L’abandon des cultures augmente la pollution par les nitrates dans la Mar Menor : impact sur le Campo de Cartagena

L’impact potentiel négatif de l’abandon des cultures dans la Mar Menor a émergé comme un sujet controversé dans les récents débats environnementaux. Bien qu’il soit généralement admis que cesser de cultiver atténue les dégâts écologiques, des recherches récentes suggèrent que la situation est plus complexe qu’on ne le pensait.

Abandon des cultures et pollution par les nitrates dans la Mar Menor

Des études réalisées dans le Campo de Cartagena indiquent que les terrains agricoles non utilisés continuent d’accumuler des nitrates. Sans plantes pour les absorber, ces nutriments peuvent s’infiltrer profondément dans le sol, se retrouvant dans les eaux connectées à la Mar Menor.

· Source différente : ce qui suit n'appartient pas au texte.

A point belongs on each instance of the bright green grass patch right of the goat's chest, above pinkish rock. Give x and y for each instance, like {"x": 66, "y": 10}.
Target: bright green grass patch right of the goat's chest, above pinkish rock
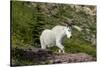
{"x": 79, "y": 46}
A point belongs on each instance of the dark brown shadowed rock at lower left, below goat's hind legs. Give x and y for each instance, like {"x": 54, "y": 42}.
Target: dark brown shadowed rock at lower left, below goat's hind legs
{"x": 31, "y": 54}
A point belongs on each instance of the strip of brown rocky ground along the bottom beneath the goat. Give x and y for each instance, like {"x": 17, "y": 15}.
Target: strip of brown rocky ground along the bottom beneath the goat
{"x": 39, "y": 56}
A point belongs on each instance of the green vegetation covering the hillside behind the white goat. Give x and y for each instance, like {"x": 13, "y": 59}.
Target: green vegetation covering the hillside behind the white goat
{"x": 30, "y": 19}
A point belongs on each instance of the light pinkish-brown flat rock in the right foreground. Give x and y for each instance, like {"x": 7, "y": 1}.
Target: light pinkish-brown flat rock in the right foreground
{"x": 73, "y": 58}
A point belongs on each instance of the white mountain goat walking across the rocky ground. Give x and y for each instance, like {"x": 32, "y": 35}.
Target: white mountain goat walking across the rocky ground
{"x": 54, "y": 37}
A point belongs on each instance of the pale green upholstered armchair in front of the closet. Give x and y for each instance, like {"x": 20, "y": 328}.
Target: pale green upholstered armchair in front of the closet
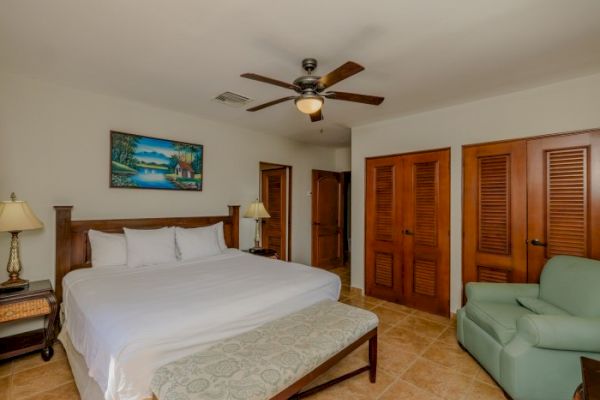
{"x": 530, "y": 337}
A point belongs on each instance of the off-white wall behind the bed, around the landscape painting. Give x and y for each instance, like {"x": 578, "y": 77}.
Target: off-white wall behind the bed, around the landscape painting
{"x": 54, "y": 150}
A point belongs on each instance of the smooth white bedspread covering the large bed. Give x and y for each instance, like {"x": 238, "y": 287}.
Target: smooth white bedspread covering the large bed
{"x": 127, "y": 322}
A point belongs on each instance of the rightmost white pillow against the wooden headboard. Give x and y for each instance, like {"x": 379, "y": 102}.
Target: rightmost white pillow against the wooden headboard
{"x": 197, "y": 242}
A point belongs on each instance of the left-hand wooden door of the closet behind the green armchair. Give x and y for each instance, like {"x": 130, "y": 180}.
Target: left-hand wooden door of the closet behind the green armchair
{"x": 495, "y": 212}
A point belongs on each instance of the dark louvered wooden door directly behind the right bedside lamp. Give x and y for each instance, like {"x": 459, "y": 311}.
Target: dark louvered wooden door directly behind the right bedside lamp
{"x": 274, "y": 197}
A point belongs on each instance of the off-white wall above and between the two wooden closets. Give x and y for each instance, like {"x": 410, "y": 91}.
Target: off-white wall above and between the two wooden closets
{"x": 566, "y": 106}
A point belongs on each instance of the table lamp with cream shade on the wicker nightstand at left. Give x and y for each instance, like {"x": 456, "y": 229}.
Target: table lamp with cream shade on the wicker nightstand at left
{"x": 16, "y": 216}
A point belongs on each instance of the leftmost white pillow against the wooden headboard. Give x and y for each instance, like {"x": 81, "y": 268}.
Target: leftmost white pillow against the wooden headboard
{"x": 108, "y": 249}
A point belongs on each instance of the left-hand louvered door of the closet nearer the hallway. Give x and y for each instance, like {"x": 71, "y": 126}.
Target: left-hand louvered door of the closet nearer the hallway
{"x": 383, "y": 229}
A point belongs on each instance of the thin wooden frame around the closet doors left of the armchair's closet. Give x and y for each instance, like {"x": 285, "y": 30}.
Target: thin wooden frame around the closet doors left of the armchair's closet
{"x": 449, "y": 266}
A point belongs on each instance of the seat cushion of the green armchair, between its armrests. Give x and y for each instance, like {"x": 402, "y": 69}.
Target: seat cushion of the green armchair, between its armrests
{"x": 499, "y": 320}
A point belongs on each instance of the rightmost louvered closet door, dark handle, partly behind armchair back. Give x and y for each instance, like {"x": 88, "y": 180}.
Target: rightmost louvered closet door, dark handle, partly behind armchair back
{"x": 563, "y": 198}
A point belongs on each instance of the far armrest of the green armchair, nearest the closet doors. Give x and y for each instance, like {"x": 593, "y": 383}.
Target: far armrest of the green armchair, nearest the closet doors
{"x": 501, "y": 292}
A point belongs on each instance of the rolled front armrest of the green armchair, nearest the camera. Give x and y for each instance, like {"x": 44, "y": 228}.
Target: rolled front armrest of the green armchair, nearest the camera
{"x": 561, "y": 332}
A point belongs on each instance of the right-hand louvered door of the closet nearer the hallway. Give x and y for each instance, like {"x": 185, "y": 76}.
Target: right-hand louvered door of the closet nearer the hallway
{"x": 427, "y": 231}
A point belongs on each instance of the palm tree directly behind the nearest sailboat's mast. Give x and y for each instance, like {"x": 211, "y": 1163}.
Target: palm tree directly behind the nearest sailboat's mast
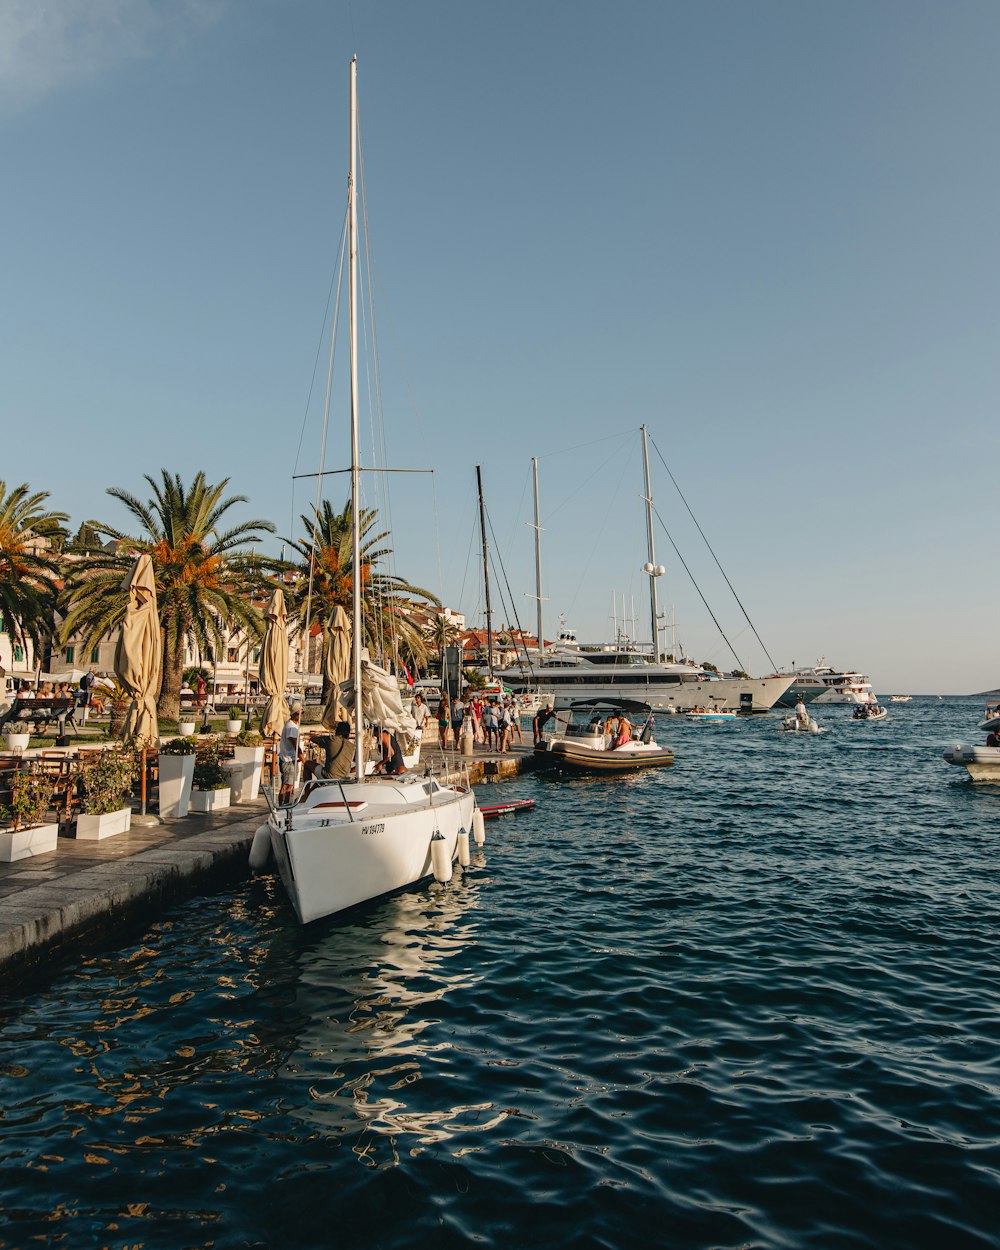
{"x": 391, "y": 628}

De plus, une approche intégrale est nécessaire, qui ne se contente pas de considérer l’utilisation des sols, mais également d’autres sources de pollution, telles que les eaux usées urbaines et industrielles, ainsi que la pratique d’une agriculture durable.

La végétation joue un rôle crucial en absorbant les nutriments, ce qui limite la pollution. Sans elle, les nitrates se mobilisent plus facilement, augmentant le risque d’atteindre les aquifères et l’environnement de la Mar Menor.

La crise de la Mar Menor fait partie du débat environnemental depuis des années. Cependant, les nouvelles analyses montrent que simplement abandonner les terres agricoles ne garantit pas une réduction de la pollution.

Même après plusieurs années sans culture, les terrains continuent de montrer des niveaux significatifs de nitrates. Cela est dû à la minéralisation de la matière organique, qui libère de l’azote et génère de nouveaux nitrates sans cultures pour les absorber.

Le risque de lixiviation, le processus par lequel les nitrates du sol se déplacent vers des couches plus profondes, augmente avec les pluies intenses, de plus en plus fréquentes en raison du changement climatique.

Les études détectent des pertes allant jusqu’à 84% de nitrates dans les premiers centimètres du sol après des pluies, ce qui indique un transport significatif de nutriments vers des niveaux inférieurs.

Les cultures, à travers leurs racines, absorbent l’azote, réduisant ainsi la quantité de polluants qui pourrait être transportée par l’eau.

L’élimination de ces couvertures végétales augmente la quantité de nitrates disponibles pour se lixivier vers les aquifères et les masses d’eau connectées à la lagune, augmentant le risque d’eutrophisation.

Pour récupérer la Mar Menor, une planification environnementale est nécessaire, qui considère le comportement des nutriments dans la zone. Les politiques qui ne promeuvent que l’abandon des terres peuvent ne pas être efficaces sans mesures de gestion complémentaires.

La protection de la Mar Menor implique de combiner les connaissances scientifiques avec la gestion de l’eau, la conservation des sols et le développement de modèles agricoles respectueux de l’environnement.

La crise écologique de la Mar Menor reste un défi important en Espagne. Chaque étude ajoute une perspective à la compréhension de la façon dont les nutriments se distribuent et ce qui influence leur pollution.

Comprendre les effets négatifs de l’abandon agricole est essentiel pour créer des solutions efficaces et durables. Les données montrent que l’absence d’activité agricole ne réduit pas toujours la pollution, et que la gestion du territoire doit s’appuyer sur des preuves scientifiques.